We also provide a convinient [tool](/visualization/Readme.md) for visualizing inference and data analysis
Overview | Inference Page | Analyze Page
:-------------------------:|:-------------------------:|:-------------------------:
[![Demo of the tool](/visualization/images/demo.png)](https://www.youtube.com/watch?v=EmBFEl7ydqE) | [![Demo of the inference page](/visualization/images/inference_page.png)](https://www.youtube.com/watch?v=6utSkPCdNks) | [![Demo of the analyze page](/visualization/images/analyze_page.png)](https://www.youtube.com/watch?v=cnPyDlDmQXg)

## Supported models and datasets

Any model that is supported by [NeMo](https://github.com/NVIDIA/NeMo) can be used as a "student".
Many popular models are supported, e.g. [LLaMA2](https://llama.meta.com/llama2/),
[CodeLLaMA](https://llama.meta.com/llama2/),
[Mistral-7B](https://huggingface.co/mistralai/Mistral-7B-v0.1) and
[Mixtral-8x7B](https://huggingface.co/mistralai/Mixtral-8x7B-v0.1).
For the "teacher" you can use virtually any openly available LLM, since only inference support is needed.

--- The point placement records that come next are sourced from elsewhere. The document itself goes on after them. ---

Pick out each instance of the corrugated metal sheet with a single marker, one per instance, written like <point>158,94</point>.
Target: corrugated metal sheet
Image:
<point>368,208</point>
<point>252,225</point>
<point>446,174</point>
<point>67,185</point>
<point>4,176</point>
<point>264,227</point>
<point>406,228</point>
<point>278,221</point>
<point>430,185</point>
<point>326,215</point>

We currently support the following datasets.

Evaluation:
- [GSM8K](https://github.com/openai/grade-school-math)
- [MATH](https://github.com/hendrycks/math)
- [SVAMP](https://github.com/arkilpatel/SVAMP)
- [GSM-Hard](https://huggingface.co/datasets/reasoning-machines/gsm-hard)
- [ASDiv](https://github.com/chaochun/nlu-asdiv-dataset)
- [ALGEBRA-222](https://github.com/joyheyueya/declarative-math-word-problem)
- [MAWPS](https://github.com/sroy9/mawps)
- [TabMWP](https://github.com/lupantech/PromptPG)

Training:
- [GSM8K](https://github.com/openai/grade-school-math)
- [MATH](https://github.com/hendrycks/math)

Please check out [evaluation](/docs/evaluation.md) and [finetuning](/docs/finetuning.md) sections to learn more!

## Paper and Citation

If you find our work useful, please consider citing us!

```bibtex
@article{toshniwal2024openmath,
title = {OpenMathInstruct-1: A 1.8 Million Math Instruction Tuning Dataset},
author = {Shubham Toshniwal and Ivan Moshkov and Sean Narenthiran and Daria Gitman and Fei Jia and Igor Gitman},
year = {2024},
journal = {arXiv preprint arXiv: Arxiv-2402.10176}
}
```

Disclaimer: This project is strictly for research purposes, and not an official product from NVIDIA.